さらに、世界10か国が参加している国際研究でも、「参加型アート」がウェルビーイング(幸福度)、QOL(生活の質)、さらに身体的健康も向上させることが証明されています。
本書は、MoMAではじまり、世界に広がりを見せている対話型アート鑑賞プログラムとはどのようなものなのか、また、日本のアートリップではどのような効果が出ているのかを紹介します。

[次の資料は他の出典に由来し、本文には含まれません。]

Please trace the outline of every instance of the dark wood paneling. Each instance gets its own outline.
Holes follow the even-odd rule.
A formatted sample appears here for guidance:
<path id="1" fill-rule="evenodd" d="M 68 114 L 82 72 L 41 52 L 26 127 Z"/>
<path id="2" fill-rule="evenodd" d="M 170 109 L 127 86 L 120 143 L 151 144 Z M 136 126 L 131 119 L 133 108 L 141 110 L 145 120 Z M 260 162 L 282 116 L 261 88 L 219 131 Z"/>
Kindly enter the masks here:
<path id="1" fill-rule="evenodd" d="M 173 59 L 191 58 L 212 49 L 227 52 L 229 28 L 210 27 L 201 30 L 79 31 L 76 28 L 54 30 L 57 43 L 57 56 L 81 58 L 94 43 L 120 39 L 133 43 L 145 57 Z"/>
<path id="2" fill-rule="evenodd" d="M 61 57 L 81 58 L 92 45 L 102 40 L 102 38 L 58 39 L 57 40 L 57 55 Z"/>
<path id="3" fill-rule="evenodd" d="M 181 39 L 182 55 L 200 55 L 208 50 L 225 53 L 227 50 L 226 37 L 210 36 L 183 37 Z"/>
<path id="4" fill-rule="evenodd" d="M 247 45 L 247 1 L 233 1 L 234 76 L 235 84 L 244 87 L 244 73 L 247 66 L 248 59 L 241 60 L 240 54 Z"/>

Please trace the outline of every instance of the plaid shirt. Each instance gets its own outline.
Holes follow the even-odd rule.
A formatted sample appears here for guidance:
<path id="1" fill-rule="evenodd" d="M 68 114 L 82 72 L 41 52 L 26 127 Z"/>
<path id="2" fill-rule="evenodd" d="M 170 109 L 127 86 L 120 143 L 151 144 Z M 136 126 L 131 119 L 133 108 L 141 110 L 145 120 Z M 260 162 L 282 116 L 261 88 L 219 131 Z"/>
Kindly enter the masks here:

高齢化が進む日本で、医療・介護現場においてアートが果たす役割に光を当てます。
内容説明
認知症には医者よりアートが必要!認知症の周辺症状の改善、予防効果を科学的に実証。
目次
序章 ある日のアートリップ
1 アートリップの7つの特徴
2 アートリップが起こした変化
3 アートは認知症に効果があるのか
4 アートリップのはじまり
5 アートは脳のチョコレート―アートと認知症の世界最新事情と今後の展望
著者等紹介
林容子[ハヤシヨウコ]
一般社団法人アーツアライブ代表理事。国際基督教大学、米国デューク大学を経て、コロンビア大学大学院にて、芸術経営学で日本人初のMFA(芸術学修士)を取得。帰国後はキュレーターとして国内外のアートプロジェクトの企画運営に携わったのち、一般社団法人アーツアライブを立ち上げ、認知症当事者を含む高齢者などを対象としたアートプログラムや、ビジネスパーソンのためのアートを活用した企業研修を行う。尚美学園大学・大学院芸術情報研究科准教授。一橋大学大学院、武蔵野美術大学講師(本データはこの書籍が刊行された当時に掲載されていたものです)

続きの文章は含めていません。